Koke em ação pelo Atlético de Madrid
Koke em ação pelo Atlético de MadridÁNGEL PÉREZ MECA / SPAIN DPPI / DPPI VIA AFP

O estado do relvado do coliseu rojiblanco tornou-se um tema central nos últimos dias no Atlético de Madrid. Contudo, não existe uma solução simples, já que foi plantado em novembro, logo após os treinos dos Miami Dolphins.

Depois de vencer o Betis por 5-0 em La Cartuja, nos quartos de final da Taça do Rei, Antoine Griezmann afirmou que a goleada foi possível graças ao relvado.

"Talvez pelo campo, é o melhor de Espanha. O nosso não ajuda muito e complica-nos. Somos uma equipa que procura jogar. Movemo-nos bastante, participámos sem bola e isso facilita muito quem a tem", afirmou.

No domingo, as duas equipas voltaram a defrontar-se, mas desta vez para a LaLiga e no Metropolitano. Desta vez, com vitória do Betis. 

"A verdade é que não está bem, escorregamos, levanta-se... Uma equipa como o Atlético precisa que o campo esteja em condições para jogar. Exigem-nos que joguemos a um bom nível e precisamos de um campo de qualidade para o conseguir, um relvado de nível", referiu Koke.

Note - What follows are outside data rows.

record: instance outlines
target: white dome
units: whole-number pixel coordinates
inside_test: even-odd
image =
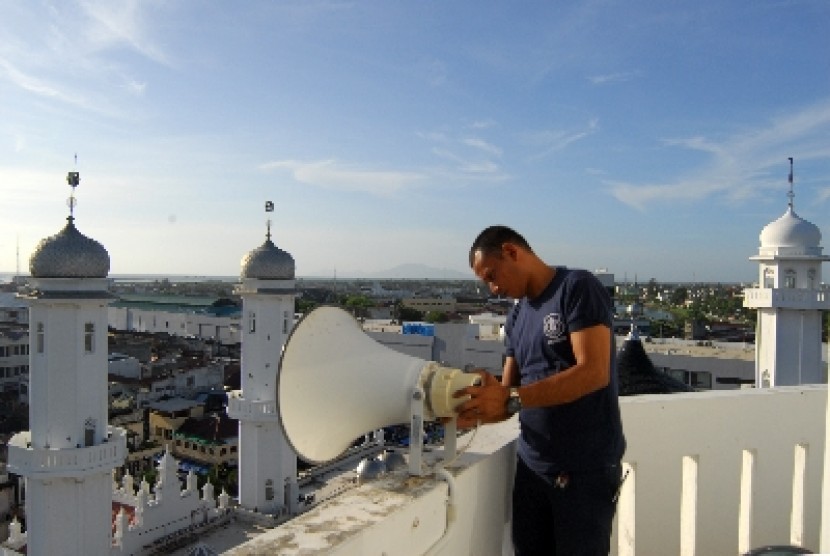
[[[41,240],[29,259],[35,278],[106,278],[109,270],[107,250],[79,232],[71,216],[63,230]]]
[[[818,226],[799,217],[792,209],[761,230],[761,247],[820,247]]]

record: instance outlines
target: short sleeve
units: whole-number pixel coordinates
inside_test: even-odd
[[[576,332],[597,324],[611,326],[611,297],[597,278],[587,270],[575,271],[567,286],[568,329]]]

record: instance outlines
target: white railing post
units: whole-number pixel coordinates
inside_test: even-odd
[[[793,465],[793,509],[790,514],[790,544],[804,545],[804,487],[807,480],[807,444],[796,444]]]
[[[744,450],[741,457],[741,500],[738,508],[738,553],[752,549],[752,504],[755,484],[755,450]]]
[[[617,556],[637,554],[637,464],[623,463],[623,484],[617,504]]]
[[[697,547],[698,456],[683,456],[680,494],[680,556],[695,556]]]
[[[824,415],[824,474],[821,485],[821,542],[819,552],[830,552],[830,388]]]

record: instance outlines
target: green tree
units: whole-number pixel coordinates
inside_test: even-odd
[[[204,483],[210,481],[211,484],[213,484],[217,494],[223,490],[229,494],[234,494],[239,488],[237,477],[238,474],[236,469],[231,469],[227,466],[227,464],[220,463],[219,465],[210,466],[207,477],[204,479],[200,478],[199,485],[201,487],[201,485],[204,485]]]
[[[424,315],[424,320],[427,322],[447,322],[450,318],[447,316],[447,313],[443,311],[427,311],[427,314]]]
[[[671,292],[670,301],[672,305],[685,305],[689,298],[689,290],[683,286],[678,286]]]
[[[657,280],[652,278],[648,281],[648,285],[646,286],[646,296],[648,299],[654,299],[657,297],[657,292],[660,290],[659,285],[657,284]]]
[[[392,309],[392,314],[394,315],[395,320],[398,323],[402,323],[404,321],[420,321],[424,320],[424,314],[417,310],[413,309],[412,307],[407,307],[400,300],[395,302],[395,305]]]
[[[317,306],[315,301],[309,299],[297,298],[294,302],[294,311],[296,313],[306,314]]]
[[[374,307],[374,302],[365,295],[350,295],[346,297],[343,305],[355,317],[365,317],[368,314],[369,307]]]

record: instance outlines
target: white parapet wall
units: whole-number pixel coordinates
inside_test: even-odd
[[[612,554],[818,551],[826,404],[826,386],[623,398]],[[227,554],[510,555],[516,435],[516,419],[482,427],[449,483],[398,471]]]
[[[448,467],[450,478],[406,468],[348,490],[226,555],[503,553],[518,432],[512,419],[483,427]],[[459,439],[462,447],[471,433]],[[427,454],[432,465],[441,450]]]
[[[624,398],[617,553],[819,548],[826,386]]]

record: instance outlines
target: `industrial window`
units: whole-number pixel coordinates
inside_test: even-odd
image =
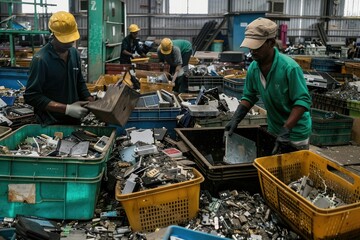
[[[344,17],[358,17],[358,16],[360,16],[360,1],[345,0]]]
[[[208,14],[208,0],[169,0],[170,14]]]
[[[34,2],[32,1],[26,1],[26,2]],[[40,3],[40,0],[36,0],[37,3]],[[47,12],[48,13],[54,13],[58,11],[69,11],[69,1],[59,1],[59,0],[42,0],[43,3],[47,4],[54,4],[56,6],[47,6]],[[23,13],[34,13],[34,5],[32,4],[21,4],[22,12]],[[36,6],[36,12],[38,13],[44,13],[45,7],[41,7],[40,5]]]

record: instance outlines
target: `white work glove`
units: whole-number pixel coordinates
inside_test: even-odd
[[[138,57],[140,57],[140,55],[139,55],[139,54],[137,54],[137,53],[133,53],[133,54],[131,54],[131,58],[138,58]]]
[[[83,118],[85,117],[89,110],[84,108],[83,106],[88,104],[89,101],[78,101],[74,102],[73,104],[67,104],[65,115],[68,115],[73,118]]]

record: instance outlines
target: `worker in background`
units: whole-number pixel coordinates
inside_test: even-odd
[[[137,39],[140,31],[138,25],[131,24],[128,30],[130,33],[123,39],[121,44],[120,63],[122,64],[131,64],[131,59],[146,56],[141,51]]]
[[[225,126],[225,137],[231,136],[260,95],[267,110],[268,131],[277,136],[273,154],[290,145],[308,149],[312,124],[311,97],[303,71],[274,47],[276,32],[276,23],[266,18],[246,27],[240,47],[249,48],[254,61],[248,68],[241,102]]]
[[[187,86],[183,81],[183,75],[188,71],[189,60],[192,55],[192,44],[187,40],[161,40],[157,54],[159,62],[167,62],[170,65],[172,82],[175,83],[175,92],[185,92]]]
[[[355,44],[355,41],[350,42],[347,47],[348,47],[348,50],[347,50],[347,59],[354,59],[354,55],[355,55],[355,52],[356,52],[356,44]]]
[[[52,35],[31,61],[24,99],[41,124],[79,124],[88,114],[84,105],[94,99],[73,47],[80,38],[77,24],[72,14],[60,11],[50,17],[48,26]]]

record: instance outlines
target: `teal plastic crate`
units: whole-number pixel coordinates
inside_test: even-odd
[[[173,238],[171,238],[173,237]],[[184,227],[179,227],[175,225],[171,225],[167,228],[166,233],[162,240],[170,240],[170,239],[184,239],[184,240],[216,240],[216,239],[230,239],[223,238],[219,236],[215,236],[212,234],[208,234],[205,232],[195,231],[191,229],[187,229]]]
[[[94,178],[0,177],[0,216],[49,219],[93,218],[105,168]]]
[[[25,125],[11,132],[0,140],[0,145],[10,150],[18,149],[18,145],[28,136],[46,134],[54,136],[55,132],[70,135],[77,129],[84,129],[98,136],[108,136],[109,144],[97,158],[80,157],[31,157],[0,154],[0,177],[44,177],[81,180],[94,178],[100,174],[109,159],[116,137],[116,129],[94,126],[46,126],[38,124]]]
[[[351,134],[315,134],[310,136],[310,143],[316,146],[346,145],[351,141]]]
[[[5,240],[15,240],[15,228],[3,228],[0,229],[0,237]],[[1,238],[0,238],[1,239]]]
[[[310,143],[317,146],[345,145],[351,140],[354,119],[319,109],[311,109],[312,134]]]
[[[348,100],[347,107],[349,109],[349,116],[360,117],[360,101]]]

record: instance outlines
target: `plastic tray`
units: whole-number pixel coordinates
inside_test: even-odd
[[[196,239],[196,240],[216,240],[216,239],[229,239],[229,238],[223,238],[219,236],[215,236],[212,234],[207,234],[200,231],[194,231],[191,229],[187,229],[184,227],[179,226],[169,226],[166,230],[166,233],[162,240],[170,240],[170,237],[176,237],[176,239],[183,239],[183,240],[190,240],[190,239]]]
[[[125,209],[132,230],[154,231],[196,217],[204,177],[193,171],[194,179],[129,194],[121,194],[118,182],[115,198]]]
[[[93,218],[104,168],[94,178],[0,177],[0,216]],[[16,189],[16,190],[15,190]]]
[[[261,190],[268,205],[306,239],[358,239],[360,176],[308,150],[257,158]],[[315,187],[333,190],[345,203],[333,209],[316,207],[288,187],[308,176]]]
[[[79,128],[95,133],[98,136],[105,135],[110,138],[104,152],[99,157],[89,159],[76,157],[12,156],[1,154],[0,177],[38,177],[61,178],[62,180],[86,180],[98,176],[110,156],[116,135],[114,128],[56,125],[42,127],[37,124],[29,124],[2,138],[0,140],[0,145],[15,150],[18,148],[18,144],[23,142],[28,136],[38,136],[40,134],[54,136],[55,132],[63,132],[64,136],[68,136]]]

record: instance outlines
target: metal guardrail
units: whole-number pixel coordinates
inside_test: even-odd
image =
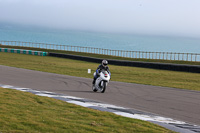
[[[179,61],[181,60],[181,61],[195,61],[195,62],[200,61],[200,54],[198,53],[125,51],[125,50],[111,50],[103,48],[21,42],[21,41],[0,41],[0,44],[7,46],[33,47],[33,48],[65,50],[65,51],[83,52],[92,54],[102,54],[102,55],[111,55],[111,56],[136,58],[136,59],[158,59],[158,60],[179,60]]]

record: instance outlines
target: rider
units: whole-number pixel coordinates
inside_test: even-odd
[[[107,60],[103,60],[101,62],[101,65],[98,66],[97,70],[96,70],[96,75],[94,76],[94,80],[92,82],[92,84],[95,83],[96,79],[99,77],[99,74],[102,70],[105,70],[109,73],[109,75],[111,75],[109,67],[108,67],[108,61]]]

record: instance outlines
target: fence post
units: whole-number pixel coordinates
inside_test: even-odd
[[[195,62],[197,61],[197,54],[195,55]]]
[[[191,54],[191,61],[192,61],[193,54]]]
[[[149,59],[149,52],[146,52],[146,59]]]
[[[185,55],[185,54],[184,54],[184,53],[182,53],[182,61],[184,61],[184,55]]]
[[[142,52],[142,59],[144,59],[144,52]]]
[[[155,53],[155,52],[152,52],[152,59],[154,59],[154,53]]]
[[[151,59],[151,52],[149,52],[149,59]]]
[[[138,51],[138,59],[140,59],[140,51]]]
[[[137,51],[134,51],[135,59],[137,59]]]
[[[180,53],[178,53],[178,61],[180,60]]]
[[[135,56],[134,56],[134,51],[132,51],[132,58],[134,58]]]

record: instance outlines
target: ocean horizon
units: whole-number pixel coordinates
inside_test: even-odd
[[[22,41],[112,50],[200,53],[200,39],[75,30],[0,28],[0,41]]]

Relvado não vai ser substituído

A realidade é que o relvado continuará o mesmo na meia-final da Taça, frente ao Barcelona, no duelo com o Club Brugge, na Champions, e nos possíveis jogos futuros, bem como nos sete restantes da LaLiga.

O clube atribui as más condições do relvado à meteorologia adversa que Madrid tem enfrentado nos últimos tempos, com chuva, frio intenso e até neve.

A relva será retirada no final da época, para receber os concertos de verão, mas tudo indica que a instalação da pista de gelo entre dezembro e janeiro não teve qualquer influência.